Kubernetes Primer

2026-06-05

Edited: 2025-06-05

Everything was so nice and simple, until Kubernetes came along. Now everything is so yaml and kubular.

Introduction

This is kind of like a kubernetes cheatsheet and primer for me to look at occasionally. Of course the official documentation is going to be much better for in-depth information. This document is going to contain some Openshift-specific information in addition to standard kubernetes stuff.

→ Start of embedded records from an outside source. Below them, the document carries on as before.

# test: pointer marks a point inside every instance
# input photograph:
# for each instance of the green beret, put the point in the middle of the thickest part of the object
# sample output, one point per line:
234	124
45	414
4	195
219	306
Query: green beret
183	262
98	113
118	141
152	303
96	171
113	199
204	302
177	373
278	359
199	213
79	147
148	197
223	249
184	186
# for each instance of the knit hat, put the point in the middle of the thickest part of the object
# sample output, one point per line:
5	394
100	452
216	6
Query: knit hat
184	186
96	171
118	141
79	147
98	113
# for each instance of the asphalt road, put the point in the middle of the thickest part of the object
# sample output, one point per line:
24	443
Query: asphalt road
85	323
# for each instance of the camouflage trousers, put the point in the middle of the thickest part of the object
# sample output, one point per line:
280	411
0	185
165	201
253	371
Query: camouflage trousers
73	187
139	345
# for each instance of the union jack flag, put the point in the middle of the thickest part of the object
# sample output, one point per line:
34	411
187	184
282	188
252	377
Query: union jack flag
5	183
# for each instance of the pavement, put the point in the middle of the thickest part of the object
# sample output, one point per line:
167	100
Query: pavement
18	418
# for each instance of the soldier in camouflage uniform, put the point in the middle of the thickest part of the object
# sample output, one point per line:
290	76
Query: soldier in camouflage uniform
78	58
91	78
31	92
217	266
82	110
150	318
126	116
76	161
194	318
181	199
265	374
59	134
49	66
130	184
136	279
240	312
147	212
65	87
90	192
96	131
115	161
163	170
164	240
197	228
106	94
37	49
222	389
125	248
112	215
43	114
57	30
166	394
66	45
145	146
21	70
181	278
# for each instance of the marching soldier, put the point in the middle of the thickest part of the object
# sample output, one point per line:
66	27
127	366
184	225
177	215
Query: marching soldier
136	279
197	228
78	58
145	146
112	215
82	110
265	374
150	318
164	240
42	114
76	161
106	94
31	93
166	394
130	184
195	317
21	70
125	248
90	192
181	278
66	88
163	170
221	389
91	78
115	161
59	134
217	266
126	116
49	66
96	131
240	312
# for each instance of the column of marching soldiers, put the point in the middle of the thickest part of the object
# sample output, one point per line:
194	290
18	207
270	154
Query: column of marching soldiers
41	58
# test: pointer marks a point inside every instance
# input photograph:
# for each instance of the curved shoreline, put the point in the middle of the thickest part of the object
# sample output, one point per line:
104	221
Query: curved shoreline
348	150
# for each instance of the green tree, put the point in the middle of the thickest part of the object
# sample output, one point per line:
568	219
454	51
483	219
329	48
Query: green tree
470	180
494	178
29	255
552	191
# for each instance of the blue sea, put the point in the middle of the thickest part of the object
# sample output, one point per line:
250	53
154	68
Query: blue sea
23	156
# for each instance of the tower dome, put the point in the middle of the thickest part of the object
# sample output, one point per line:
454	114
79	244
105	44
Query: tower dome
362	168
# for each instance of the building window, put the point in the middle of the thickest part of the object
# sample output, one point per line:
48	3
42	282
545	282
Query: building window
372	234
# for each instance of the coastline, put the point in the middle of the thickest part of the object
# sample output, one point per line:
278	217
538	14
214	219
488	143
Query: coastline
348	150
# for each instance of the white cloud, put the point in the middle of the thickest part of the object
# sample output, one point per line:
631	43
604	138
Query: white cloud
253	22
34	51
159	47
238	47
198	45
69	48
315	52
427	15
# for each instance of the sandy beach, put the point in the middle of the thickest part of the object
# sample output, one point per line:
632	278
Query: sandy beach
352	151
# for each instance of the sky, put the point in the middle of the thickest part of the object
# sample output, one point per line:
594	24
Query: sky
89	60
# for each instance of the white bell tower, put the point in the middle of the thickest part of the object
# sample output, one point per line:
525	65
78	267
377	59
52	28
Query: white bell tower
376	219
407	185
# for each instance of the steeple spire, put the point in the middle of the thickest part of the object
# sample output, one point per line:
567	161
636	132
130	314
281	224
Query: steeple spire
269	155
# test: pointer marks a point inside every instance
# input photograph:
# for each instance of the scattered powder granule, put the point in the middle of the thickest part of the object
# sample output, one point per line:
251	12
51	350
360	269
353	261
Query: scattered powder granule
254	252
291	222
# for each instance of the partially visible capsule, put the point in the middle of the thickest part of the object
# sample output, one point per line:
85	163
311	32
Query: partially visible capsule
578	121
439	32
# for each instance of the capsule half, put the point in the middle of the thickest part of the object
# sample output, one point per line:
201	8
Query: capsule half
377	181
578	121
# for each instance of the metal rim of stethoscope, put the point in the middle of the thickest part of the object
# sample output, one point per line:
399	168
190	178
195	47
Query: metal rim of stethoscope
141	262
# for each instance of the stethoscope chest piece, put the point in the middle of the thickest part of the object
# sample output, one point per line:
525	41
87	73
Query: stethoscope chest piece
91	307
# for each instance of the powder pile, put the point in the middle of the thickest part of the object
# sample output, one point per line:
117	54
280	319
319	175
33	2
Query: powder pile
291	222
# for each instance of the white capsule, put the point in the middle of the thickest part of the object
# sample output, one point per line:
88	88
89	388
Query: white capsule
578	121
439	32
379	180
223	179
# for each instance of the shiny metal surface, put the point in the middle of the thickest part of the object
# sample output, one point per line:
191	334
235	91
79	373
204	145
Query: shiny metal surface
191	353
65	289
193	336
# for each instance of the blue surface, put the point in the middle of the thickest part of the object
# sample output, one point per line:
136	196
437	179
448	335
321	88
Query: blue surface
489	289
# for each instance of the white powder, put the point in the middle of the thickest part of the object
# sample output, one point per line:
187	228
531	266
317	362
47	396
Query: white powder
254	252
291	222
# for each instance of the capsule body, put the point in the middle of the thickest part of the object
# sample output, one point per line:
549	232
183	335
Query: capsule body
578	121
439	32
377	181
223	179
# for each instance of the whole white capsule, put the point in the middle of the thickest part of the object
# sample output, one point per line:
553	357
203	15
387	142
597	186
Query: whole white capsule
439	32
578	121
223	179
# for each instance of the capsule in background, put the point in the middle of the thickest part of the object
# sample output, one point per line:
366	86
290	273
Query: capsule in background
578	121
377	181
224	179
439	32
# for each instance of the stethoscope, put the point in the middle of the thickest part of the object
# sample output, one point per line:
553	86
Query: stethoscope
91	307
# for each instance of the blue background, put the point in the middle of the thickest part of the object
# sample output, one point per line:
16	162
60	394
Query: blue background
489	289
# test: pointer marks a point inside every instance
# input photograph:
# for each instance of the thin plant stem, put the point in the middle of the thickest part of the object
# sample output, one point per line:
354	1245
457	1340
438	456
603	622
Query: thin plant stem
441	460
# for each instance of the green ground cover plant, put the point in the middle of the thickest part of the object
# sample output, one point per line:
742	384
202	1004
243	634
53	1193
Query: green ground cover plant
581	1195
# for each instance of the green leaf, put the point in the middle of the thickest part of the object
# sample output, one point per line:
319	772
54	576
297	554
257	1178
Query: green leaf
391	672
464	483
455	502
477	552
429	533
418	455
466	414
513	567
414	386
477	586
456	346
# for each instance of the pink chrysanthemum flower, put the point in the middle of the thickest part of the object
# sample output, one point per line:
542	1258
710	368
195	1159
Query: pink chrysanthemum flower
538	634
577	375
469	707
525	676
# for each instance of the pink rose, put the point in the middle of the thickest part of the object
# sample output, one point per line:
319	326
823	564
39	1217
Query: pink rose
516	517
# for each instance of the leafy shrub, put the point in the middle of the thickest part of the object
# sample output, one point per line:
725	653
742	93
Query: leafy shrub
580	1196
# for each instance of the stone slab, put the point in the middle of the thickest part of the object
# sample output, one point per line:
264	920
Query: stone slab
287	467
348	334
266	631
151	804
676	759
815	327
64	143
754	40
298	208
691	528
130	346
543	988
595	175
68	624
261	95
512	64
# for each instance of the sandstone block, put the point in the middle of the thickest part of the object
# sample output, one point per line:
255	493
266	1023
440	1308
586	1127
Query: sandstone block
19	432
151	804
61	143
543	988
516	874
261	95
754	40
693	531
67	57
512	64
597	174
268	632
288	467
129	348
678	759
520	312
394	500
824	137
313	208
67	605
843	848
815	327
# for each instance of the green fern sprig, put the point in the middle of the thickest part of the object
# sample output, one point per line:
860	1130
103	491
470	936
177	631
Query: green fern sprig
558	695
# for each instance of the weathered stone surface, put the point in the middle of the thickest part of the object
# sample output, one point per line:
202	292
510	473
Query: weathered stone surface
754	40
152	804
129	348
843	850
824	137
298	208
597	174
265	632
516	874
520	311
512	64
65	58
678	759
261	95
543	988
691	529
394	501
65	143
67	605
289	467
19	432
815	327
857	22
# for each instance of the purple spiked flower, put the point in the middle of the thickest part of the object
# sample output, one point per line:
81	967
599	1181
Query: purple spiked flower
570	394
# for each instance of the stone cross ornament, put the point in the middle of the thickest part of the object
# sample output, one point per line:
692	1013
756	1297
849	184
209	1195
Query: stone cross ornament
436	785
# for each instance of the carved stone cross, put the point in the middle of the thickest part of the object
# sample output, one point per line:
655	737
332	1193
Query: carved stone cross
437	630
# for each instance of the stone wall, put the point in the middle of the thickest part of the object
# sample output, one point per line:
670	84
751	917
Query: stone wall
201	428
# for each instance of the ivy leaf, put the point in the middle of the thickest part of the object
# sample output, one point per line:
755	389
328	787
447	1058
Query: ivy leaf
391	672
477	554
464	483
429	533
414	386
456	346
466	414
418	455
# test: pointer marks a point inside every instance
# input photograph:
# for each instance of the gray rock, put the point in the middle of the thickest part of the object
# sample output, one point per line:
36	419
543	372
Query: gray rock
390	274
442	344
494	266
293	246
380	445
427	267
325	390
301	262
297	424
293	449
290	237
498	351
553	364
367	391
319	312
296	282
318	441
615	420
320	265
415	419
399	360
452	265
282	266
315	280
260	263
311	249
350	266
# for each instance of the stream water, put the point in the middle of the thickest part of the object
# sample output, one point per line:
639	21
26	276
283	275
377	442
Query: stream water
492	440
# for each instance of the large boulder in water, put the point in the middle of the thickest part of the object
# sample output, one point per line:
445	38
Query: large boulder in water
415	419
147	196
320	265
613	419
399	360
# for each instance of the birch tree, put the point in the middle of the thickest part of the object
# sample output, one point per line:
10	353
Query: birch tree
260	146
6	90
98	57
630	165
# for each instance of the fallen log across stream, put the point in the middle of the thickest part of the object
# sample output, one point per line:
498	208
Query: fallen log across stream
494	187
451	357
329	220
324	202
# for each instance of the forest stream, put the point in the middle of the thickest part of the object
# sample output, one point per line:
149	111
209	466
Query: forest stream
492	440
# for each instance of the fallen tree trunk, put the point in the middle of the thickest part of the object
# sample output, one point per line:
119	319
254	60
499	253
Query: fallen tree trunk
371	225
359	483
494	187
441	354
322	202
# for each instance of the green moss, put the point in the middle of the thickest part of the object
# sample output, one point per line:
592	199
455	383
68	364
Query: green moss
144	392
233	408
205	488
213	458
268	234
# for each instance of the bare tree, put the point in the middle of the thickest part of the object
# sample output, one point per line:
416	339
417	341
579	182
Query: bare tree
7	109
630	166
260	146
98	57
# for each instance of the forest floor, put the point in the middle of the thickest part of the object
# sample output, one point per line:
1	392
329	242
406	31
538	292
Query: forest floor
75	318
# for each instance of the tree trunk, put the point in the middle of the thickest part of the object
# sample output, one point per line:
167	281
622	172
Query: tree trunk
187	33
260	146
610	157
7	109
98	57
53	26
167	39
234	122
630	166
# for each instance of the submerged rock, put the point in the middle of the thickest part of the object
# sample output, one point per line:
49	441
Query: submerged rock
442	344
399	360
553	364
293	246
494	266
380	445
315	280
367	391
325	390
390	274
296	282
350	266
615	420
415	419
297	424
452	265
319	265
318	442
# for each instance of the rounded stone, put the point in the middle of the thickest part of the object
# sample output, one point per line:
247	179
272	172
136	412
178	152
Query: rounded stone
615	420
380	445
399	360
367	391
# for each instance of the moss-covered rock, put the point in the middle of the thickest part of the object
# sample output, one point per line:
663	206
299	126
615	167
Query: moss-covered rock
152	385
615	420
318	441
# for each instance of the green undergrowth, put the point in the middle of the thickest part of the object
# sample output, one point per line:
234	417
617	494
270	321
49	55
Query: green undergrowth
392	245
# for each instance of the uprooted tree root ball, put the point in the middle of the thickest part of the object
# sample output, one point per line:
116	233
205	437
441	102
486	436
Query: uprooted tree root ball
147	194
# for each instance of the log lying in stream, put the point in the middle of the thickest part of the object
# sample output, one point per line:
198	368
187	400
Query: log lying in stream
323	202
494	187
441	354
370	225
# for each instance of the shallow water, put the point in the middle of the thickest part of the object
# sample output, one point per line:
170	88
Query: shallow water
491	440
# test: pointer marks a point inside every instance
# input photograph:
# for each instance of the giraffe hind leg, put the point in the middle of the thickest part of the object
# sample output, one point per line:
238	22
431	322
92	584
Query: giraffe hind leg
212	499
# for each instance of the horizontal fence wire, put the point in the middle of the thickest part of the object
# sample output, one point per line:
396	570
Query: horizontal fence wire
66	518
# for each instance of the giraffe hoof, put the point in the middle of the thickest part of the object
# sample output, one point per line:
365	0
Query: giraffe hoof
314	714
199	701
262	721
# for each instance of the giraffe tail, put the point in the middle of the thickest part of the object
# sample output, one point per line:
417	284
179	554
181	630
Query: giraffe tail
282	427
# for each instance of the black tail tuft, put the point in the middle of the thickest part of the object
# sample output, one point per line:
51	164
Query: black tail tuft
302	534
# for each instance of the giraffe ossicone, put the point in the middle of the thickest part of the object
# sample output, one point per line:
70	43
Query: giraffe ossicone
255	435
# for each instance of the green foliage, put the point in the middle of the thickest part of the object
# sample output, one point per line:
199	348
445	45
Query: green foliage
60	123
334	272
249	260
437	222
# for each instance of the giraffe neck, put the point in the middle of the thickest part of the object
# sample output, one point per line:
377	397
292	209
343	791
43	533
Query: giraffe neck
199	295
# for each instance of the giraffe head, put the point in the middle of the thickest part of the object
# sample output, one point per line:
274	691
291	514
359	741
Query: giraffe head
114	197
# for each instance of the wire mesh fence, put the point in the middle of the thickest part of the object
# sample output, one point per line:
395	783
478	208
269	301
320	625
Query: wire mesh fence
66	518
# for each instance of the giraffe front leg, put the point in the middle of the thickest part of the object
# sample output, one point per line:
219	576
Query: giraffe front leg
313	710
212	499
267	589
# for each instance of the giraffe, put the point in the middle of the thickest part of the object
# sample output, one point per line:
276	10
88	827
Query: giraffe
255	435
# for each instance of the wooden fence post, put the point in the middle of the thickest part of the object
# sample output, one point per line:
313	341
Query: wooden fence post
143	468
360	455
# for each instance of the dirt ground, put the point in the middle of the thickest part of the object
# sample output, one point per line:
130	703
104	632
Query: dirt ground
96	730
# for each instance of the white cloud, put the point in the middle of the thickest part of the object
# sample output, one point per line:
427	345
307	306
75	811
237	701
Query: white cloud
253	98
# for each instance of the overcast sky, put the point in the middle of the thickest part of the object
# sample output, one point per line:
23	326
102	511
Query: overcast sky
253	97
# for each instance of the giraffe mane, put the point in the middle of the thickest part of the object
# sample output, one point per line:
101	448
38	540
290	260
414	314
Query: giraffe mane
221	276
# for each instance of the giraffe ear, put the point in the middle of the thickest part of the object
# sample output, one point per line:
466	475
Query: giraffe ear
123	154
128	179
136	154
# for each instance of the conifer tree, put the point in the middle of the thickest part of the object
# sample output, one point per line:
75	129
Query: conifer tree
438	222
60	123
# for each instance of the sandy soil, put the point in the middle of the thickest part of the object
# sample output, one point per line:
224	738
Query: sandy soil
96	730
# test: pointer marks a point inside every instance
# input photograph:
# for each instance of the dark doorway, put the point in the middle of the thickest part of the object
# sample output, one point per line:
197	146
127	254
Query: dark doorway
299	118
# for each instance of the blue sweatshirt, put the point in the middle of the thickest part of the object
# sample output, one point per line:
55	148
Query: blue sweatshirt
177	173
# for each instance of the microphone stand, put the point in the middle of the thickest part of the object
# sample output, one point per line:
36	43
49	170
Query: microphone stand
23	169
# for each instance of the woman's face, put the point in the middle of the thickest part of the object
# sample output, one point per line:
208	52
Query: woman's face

This is less about kubernetes itself and more about how to use it and interact it. But for completeness sake, kubernetes is composed of several components: the control plane and the actual nodes themselves

Control Plane: handles the state of the cluster, including your API requests to it. This is composed of

apiserver: handles API requests
etcd: key-value store for the cluster (stores states of the cluster)
scheduler: assigns pods to a node, a node can be a physical or virtual machine capable of running containers
controller-manager: runs controllers which is just a loop that tracks changes to the cluster and tries to moved the current state to the desired state

Node Components: these are ran inside the nodes

kublet: just makes the containers are running inside the nodes, basically just communicates with the control plane
container-runtime: you need this regardless to run the containers, this can be docker engine, containerd, or something else

Nodes can optionally have a kube-proxy which creates network rules automatically (think nftables or iptables) to implement services. Services basically exposes the running container to other containers in the cluster.

Kubernetes Objects

When you use a command through kubectl or oc, you are actually communicating with the apiserver using the Kubernetes API. The files are in yaml format and basically is a description of the state you want for the given object. The cluster receives this and runs controllers to move the current state of the cluster (stored in etcd) to your desired state.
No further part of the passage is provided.